3. Module Subclassing¤

from minitorch import Module, Linear, ReLU, Tensor

class MyNet(Module):
    def __init__(self):
        super().__init__()
        self.fc1 = Linear(784, 128)
        self.relu = ReLU()
        self.fc2 = Linear(128, 10)

    def forward(self, x):
        return self.fc2(self.relu(self.fc1(x)))

model = MyNet()
print(len(model.parameters()))  # 4 (2 weights + 2 biases)

4. Functional API¤

import minitorch.functional as F
from minitorch import Tensor

x = Tensor([-1.0, 0.0, 1.0], requires_grad=True)
y = F.relu(x)         # [0, 0, 1]
z = F.softmax(x)      # normalized probabilities
w = F.log_softmax(x)  # numerically stable log-softmax

5. Training with no_grad and Gradient Clipping¤

from minitorch import no_grad, clip_grad_norm

# training loop
loss.backward()
clip_grad_norm(model.parameters(), max_norm=1.0)
optimizer.step()

# inference
model.eval()
with no_grad():
    predictions = model(test_data)

6. Learning Rate Scheduling¤

from minitorch import Adam, StepLR, CosineAnnealingLR

opt = Adam(model.parameters(), lr=0.01)

# drop lr by half every 10 epochs
scheduler = StepLR(opt, step_size=10, gamma=0.5)

# or decay smoothly with cosine
scheduler = CosineAnnealingLR(opt, T_max=50)

for epoch in range(50):
    # ... train ...
    scheduler.step()

7. Save and Load Models¤

import numpy as np

# save
state = model.state_dict()
np.savez("model.npz", **state)

# load into new model
model2 = MyNet()
data = np.load("model.npz")
model2.load_state_dict(dict(data))

8. CNN Example¤

from minitorch import Sequential, Conv2d, MaxPool2d, Flatten, Linear, ReLU

cnn = Sequential(
    Conv2d(1, 16, 3, padding=1),
    ReLU(),
    MaxPool2d(2),
    Flatten(),
    Linear(16 * 14 * 14, 10),
)

9. MNIST Demo¤

# MLP
uv run python mnist_example.py --model mlp --epochs 15

# CNN
uv run python mnist_example.py --model cnn --epochs 10 --n-train 2000

10. Binary Classification¤

from minitorch import Tensor, Linear, Sigmoid, bce_loss, Adam
import minitorch.functional as F

model = Linear(4, 1, init='xavier')
opt = Adam([model.weight, model.bias], lr=0.01)

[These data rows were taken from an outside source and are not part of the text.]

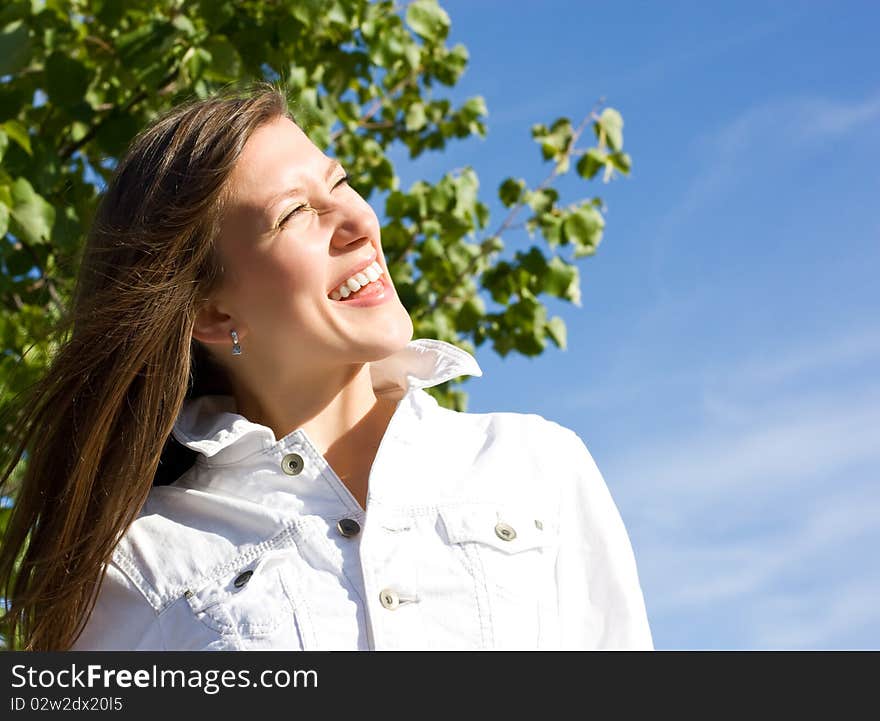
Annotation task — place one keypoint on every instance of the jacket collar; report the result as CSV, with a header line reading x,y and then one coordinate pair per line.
x,y
210,424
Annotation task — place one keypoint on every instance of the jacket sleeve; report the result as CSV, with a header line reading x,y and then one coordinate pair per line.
x,y
601,606
122,619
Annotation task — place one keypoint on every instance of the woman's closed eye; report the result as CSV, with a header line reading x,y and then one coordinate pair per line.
x,y
305,206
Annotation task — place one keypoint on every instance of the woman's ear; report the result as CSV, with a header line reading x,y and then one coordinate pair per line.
x,y
213,326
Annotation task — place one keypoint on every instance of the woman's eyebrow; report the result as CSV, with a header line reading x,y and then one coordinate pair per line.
x,y
334,165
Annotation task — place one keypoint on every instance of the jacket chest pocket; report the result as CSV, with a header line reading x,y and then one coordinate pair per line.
x,y
510,552
249,606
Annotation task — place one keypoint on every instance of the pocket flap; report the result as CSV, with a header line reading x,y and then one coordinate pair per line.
x,y
510,529
240,580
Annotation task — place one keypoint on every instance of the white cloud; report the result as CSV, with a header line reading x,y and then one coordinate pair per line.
x,y
763,510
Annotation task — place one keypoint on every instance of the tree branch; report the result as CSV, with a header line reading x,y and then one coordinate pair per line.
x,y
70,149
506,225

x = Tensor(...)  # (batch, 4)
y = Tensor(...)  # (batch, 1), values 0 or 1

probs = F.sigmoid(model(x))
loss = bce_loss(probs, y)
opt.zero_grad()
loss.backward()
opt.step()

11. Visualizing the Graph¤

from minitorch import Tensor, draw_graph

x = Tensor(2.0, requires_grad=True)
y = x ** 2 + 3.0 * x

dot = draw_graph(y)
dot.render('graph', format='png')

Requires graphviz: uv pip install graphviz

12. Gradient Checking¤

from minitorch import Tensor, check_gradient

a = Tensor([1.0, 2.0, 3.0], requires_grad=True)
check_gradient(lambda: (a ** 2).sum(), [a])

13. Streamlit Playground¤

uv run --extra app streamlit run app.py